C freebsd kqueue strange problem with multithreading

Hi all,

I am developing a server program with kqueue. The program is multithreaded and each thread has its own kqueue created. Each thread has its listening socket listening to the same port (through SO_REUSEPORT). When it runs there is no error at bind() and listen(), or registering with kqueue. However the accept callback is not triggered, no connection can be made, or only triggered on one of the listening ports. At development, it runs on vmware freebsd 11.2 guest. When i upload it to a bhyve freebsd vm (11.2 too) to test, all ports are responding and connections are all working.

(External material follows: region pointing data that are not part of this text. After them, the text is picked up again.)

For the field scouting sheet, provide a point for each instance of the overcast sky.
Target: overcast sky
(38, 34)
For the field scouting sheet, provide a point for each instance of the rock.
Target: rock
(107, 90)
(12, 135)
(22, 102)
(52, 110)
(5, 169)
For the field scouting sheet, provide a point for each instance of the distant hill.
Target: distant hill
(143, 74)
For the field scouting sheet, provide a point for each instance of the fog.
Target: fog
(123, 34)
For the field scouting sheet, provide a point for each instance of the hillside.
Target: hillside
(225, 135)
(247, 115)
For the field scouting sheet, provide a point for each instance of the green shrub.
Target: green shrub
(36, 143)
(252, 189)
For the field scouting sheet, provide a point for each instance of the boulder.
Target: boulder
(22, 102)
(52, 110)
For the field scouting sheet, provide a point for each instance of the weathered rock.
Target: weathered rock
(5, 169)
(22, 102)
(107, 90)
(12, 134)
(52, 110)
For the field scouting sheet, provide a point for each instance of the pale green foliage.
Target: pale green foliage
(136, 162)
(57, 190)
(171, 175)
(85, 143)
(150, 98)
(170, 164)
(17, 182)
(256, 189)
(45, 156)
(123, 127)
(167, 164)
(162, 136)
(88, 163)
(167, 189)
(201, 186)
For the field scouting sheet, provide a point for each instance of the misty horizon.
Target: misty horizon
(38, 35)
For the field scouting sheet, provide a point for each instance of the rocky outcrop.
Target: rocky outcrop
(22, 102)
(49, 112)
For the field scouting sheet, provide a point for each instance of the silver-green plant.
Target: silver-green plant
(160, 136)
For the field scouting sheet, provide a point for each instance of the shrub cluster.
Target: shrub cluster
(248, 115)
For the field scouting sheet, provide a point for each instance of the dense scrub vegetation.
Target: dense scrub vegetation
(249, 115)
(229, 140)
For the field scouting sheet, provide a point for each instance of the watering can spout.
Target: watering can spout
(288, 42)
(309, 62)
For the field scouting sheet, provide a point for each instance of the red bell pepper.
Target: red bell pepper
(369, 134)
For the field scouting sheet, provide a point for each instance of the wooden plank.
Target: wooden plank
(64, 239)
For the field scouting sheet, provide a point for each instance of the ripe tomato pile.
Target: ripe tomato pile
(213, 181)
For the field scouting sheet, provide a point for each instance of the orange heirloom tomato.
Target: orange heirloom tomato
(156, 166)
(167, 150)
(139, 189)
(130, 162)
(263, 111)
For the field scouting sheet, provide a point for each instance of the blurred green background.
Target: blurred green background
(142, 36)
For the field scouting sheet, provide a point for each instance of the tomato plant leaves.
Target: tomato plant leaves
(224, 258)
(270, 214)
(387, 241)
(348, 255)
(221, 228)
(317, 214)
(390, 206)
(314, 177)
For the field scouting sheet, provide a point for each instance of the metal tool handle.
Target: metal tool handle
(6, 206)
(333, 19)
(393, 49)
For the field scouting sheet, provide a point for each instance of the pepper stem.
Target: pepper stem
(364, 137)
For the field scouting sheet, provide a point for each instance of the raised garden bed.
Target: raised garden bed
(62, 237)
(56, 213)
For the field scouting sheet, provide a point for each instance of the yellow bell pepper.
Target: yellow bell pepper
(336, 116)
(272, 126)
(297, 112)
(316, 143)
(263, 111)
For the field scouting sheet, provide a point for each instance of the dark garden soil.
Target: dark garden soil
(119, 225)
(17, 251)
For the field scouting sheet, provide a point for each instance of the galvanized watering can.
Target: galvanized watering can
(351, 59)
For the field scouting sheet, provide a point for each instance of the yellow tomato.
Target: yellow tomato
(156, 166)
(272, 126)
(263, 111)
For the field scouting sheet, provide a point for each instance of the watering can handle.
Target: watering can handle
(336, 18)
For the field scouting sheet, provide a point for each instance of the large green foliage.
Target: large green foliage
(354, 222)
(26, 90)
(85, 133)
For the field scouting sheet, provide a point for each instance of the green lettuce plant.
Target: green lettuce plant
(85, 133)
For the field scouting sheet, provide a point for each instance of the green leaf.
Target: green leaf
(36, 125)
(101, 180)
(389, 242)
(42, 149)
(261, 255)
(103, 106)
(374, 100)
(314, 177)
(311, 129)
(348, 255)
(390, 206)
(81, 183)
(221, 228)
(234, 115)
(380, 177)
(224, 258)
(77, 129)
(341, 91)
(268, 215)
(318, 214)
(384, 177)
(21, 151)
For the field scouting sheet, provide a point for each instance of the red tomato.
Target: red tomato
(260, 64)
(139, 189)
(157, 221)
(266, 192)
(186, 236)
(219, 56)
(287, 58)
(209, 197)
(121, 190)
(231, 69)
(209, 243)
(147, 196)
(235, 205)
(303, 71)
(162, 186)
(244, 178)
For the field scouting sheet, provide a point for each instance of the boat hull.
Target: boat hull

I use kqueue in multithreaded code due to the need of shared data among workers. Freebsd kqueue is not quite threaded friendly. If one single kqueue and one listening port are used for all the threads, I got strange problems like unexpected event fired right after an event on the same socket even EV_DISPATCH + EV_CLEAR is used. Try with kqeueu per thread to fix this but have the above problem.

Thanks
 
It seems that your problem is that having multiple accept() calls on a single port doesn't always work. I have no idea whether this is supported or even supposed to work, never tried it. The part I don't understand is: why are you using kqueue? Other than delivering messages on the sockets, why does the kernel have to be involved at all?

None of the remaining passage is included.